PATIENT FINANCIAL POLICY FORM

Please correct the errors described below.

Your understanding of our financial policies is an essential element of your care and treatment. If you have any questions, please discuss them with our front office staff or manager.

  • As our patient, you are responsible for all authorizations/referrals needed to seek treatment.
  • Unless other arrangements have been made in advance by you, or your health insurance carrier, payment for office services are due at the time of service. We will accept VISA, Mastercard, Discover, cash or check.
  • Your insurance policy is a contract between you and your insurance company. As a courtesy, we will file your insurance claim for you if we are a participating provider with your insurance carrier. If your insurance carrier does not pay the practice within a reasonable period, we will have to look to you for payment.
  • We have agreements with the major insurance carriers in the area and will accept assignment of benefits. We will bill those plans and will require you to pay the co-pay/co-insurance or deductibles at time of service.
  • If you have insurance coverage with a plan or carrier that we do not have a prior agreement, we will ask for payment at time of service and provide a detailed receipt to you to file with your insurance carrier. Your insurance carrier in turn will reimburse you directly.
  • All health plans are not the same and do not cover the same services. In the event your health plan determines a service to be “not covered” or you do not have an authorization, you will be responsible for the complete charge. We will attempt to verify benefits for some specialized services; however, you remain responsible for charges to any service rendered. Patients are encouraged to contact their plans directly for clarification of benefits prior to services rendered.

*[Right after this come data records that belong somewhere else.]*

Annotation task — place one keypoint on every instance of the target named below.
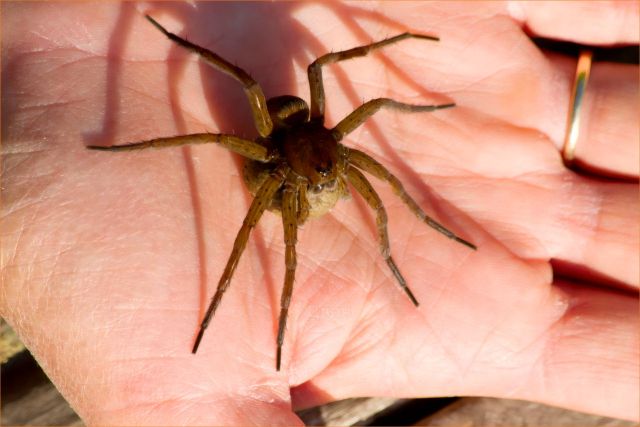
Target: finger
(580, 22)
(524, 197)
(589, 353)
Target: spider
(297, 166)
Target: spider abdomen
(320, 202)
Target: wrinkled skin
(108, 260)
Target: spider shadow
(257, 37)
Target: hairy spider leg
(369, 108)
(261, 202)
(244, 147)
(303, 204)
(290, 226)
(363, 186)
(368, 164)
(252, 89)
(314, 71)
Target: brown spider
(297, 166)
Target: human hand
(109, 258)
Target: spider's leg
(251, 88)
(244, 147)
(364, 187)
(303, 204)
(260, 203)
(368, 164)
(314, 70)
(290, 225)
(366, 110)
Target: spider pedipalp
(298, 167)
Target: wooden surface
(29, 398)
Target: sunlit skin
(301, 157)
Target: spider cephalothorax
(297, 166)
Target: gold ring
(577, 97)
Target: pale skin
(108, 262)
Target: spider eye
(325, 169)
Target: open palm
(111, 258)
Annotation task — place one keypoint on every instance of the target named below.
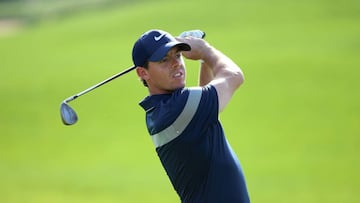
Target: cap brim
(162, 51)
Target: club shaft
(99, 84)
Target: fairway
(294, 124)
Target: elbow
(239, 78)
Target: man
(183, 122)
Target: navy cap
(153, 46)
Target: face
(166, 75)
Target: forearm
(206, 74)
(216, 65)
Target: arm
(206, 74)
(217, 69)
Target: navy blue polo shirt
(192, 147)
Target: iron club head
(68, 115)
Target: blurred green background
(294, 124)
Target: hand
(199, 48)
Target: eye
(164, 59)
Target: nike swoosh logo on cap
(157, 38)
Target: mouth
(178, 75)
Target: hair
(146, 66)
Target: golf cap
(153, 46)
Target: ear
(142, 73)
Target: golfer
(183, 121)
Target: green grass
(295, 123)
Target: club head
(68, 115)
(193, 33)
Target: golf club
(69, 116)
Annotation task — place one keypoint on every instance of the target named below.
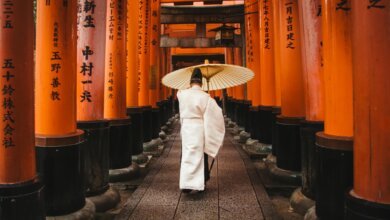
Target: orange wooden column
(57, 139)
(144, 67)
(288, 148)
(154, 46)
(115, 109)
(143, 52)
(229, 59)
(132, 55)
(237, 60)
(19, 186)
(252, 39)
(310, 20)
(370, 197)
(133, 73)
(90, 94)
(335, 143)
(252, 49)
(276, 38)
(90, 61)
(115, 71)
(267, 72)
(154, 66)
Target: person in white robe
(202, 131)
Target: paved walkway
(233, 192)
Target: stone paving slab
(234, 191)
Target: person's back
(200, 118)
(192, 102)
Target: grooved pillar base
(22, 201)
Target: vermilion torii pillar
(310, 20)
(154, 68)
(335, 143)
(370, 197)
(115, 110)
(277, 68)
(229, 59)
(57, 139)
(21, 194)
(144, 67)
(90, 100)
(154, 47)
(288, 146)
(237, 60)
(134, 110)
(252, 62)
(267, 72)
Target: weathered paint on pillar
(229, 59)
(154, 45)
(310, 17)
(115, 74)
(337, 67)
(218, 93)
(267, 70)
(293, 102)
(237, 60)
(55, 70)
(90, 60)
(371, 50)
(143, 52)
(17, 150)
(169, 69)
(252, 49)
(276, 38)
(132, 55)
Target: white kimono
(202, 131)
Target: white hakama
(202, 131)
(192, 164)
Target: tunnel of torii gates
(318, 96)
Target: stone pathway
(233, 192)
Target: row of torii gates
(320, 87)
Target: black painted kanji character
(89, 6)
(55, 55)
(8, 142)
(8, 130)
(86, 69)
(8, 90)
(55, 82)
(343, 5)
(87, 52)
(290, 45)
(290, 36)
(374, 4)
(8, 117)
(89, 21)
(8, 64)
(55, 95)
(8, 103)
(8, 76)
(8, 24)
(86, 96)
(55, 67)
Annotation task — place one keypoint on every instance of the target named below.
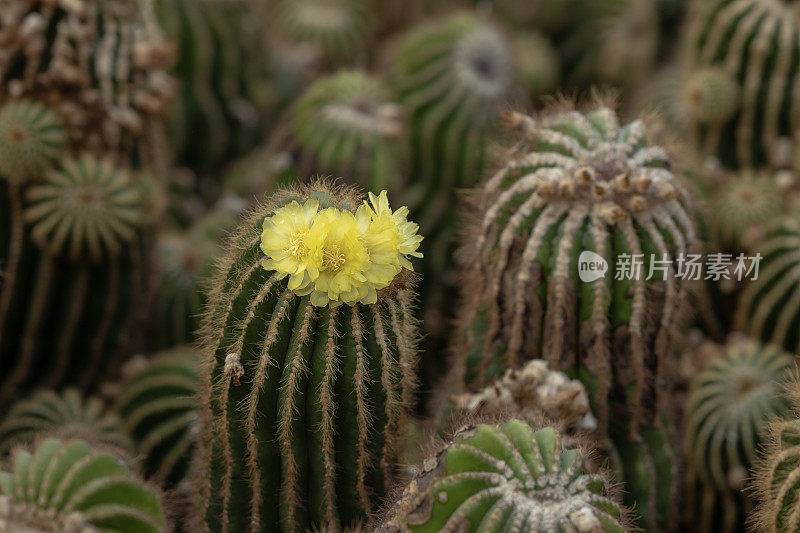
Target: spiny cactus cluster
(507, 478)
(727, 411)
(68, 487)
(302, 396)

  • MEDICARE ADVANTAGE PLANS HAVE SPECIFIC COVERAGE LIMITATIONS FOR ROUTINE PODIATRYSERVICES. YOUR BENEFITS MAY BE LIMITED TO 4 PER YEAR.

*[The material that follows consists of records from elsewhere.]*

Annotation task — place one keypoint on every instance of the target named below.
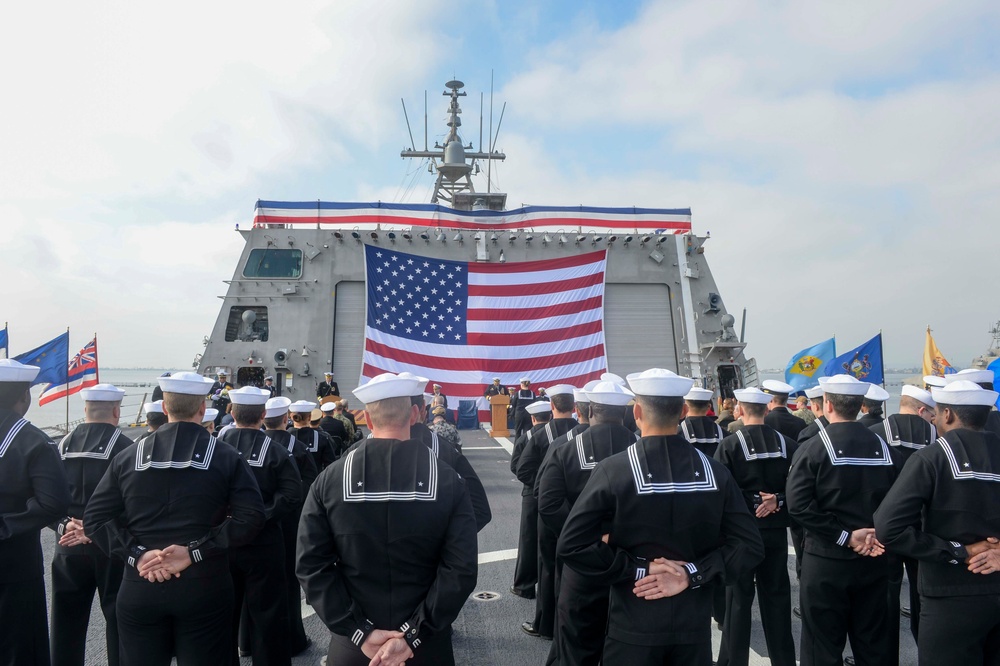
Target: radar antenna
(451, 161)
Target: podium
(498, 415)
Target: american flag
(460, 324)
(82, 372)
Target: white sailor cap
(774, 387)
(814, 392)
(249, 395)
(970, 375)
(539, 407)
(843, 385)
(301, 407)
(276, 406)
(612, 377)
(659, 382)
(918, 393)
(698, 394)
(934, 380)
(752, 395)
(387, 385)
(876, 393)
(964, 392)
(559, 389)
(102, 393)
(610, 393)
(14, 371)
(188, 383)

  • You must inform the office of all insurance changes, In the event that the office is not informed, you will be responsible for any charges denied.
  • For most services provided in the hospital, we will bill your health plan. Any balance due is your responsibility
  • There are certain elective services and supplies that we require pre-payment. You will be informed in advance if your procedure is one of these.
  • Past due accounts are subject to collection proceedings. All fees including, but not limited to collection fees shall become your responsibility in addition to the balance due this office.
  • There is a service fee of $25.00 for all returned checks. Your insurance company does not cover this.
  • All appointments require a 24 hour notice of cancellation. Failure to give a 24 hour notice or no showing for an appointment may result in a fee.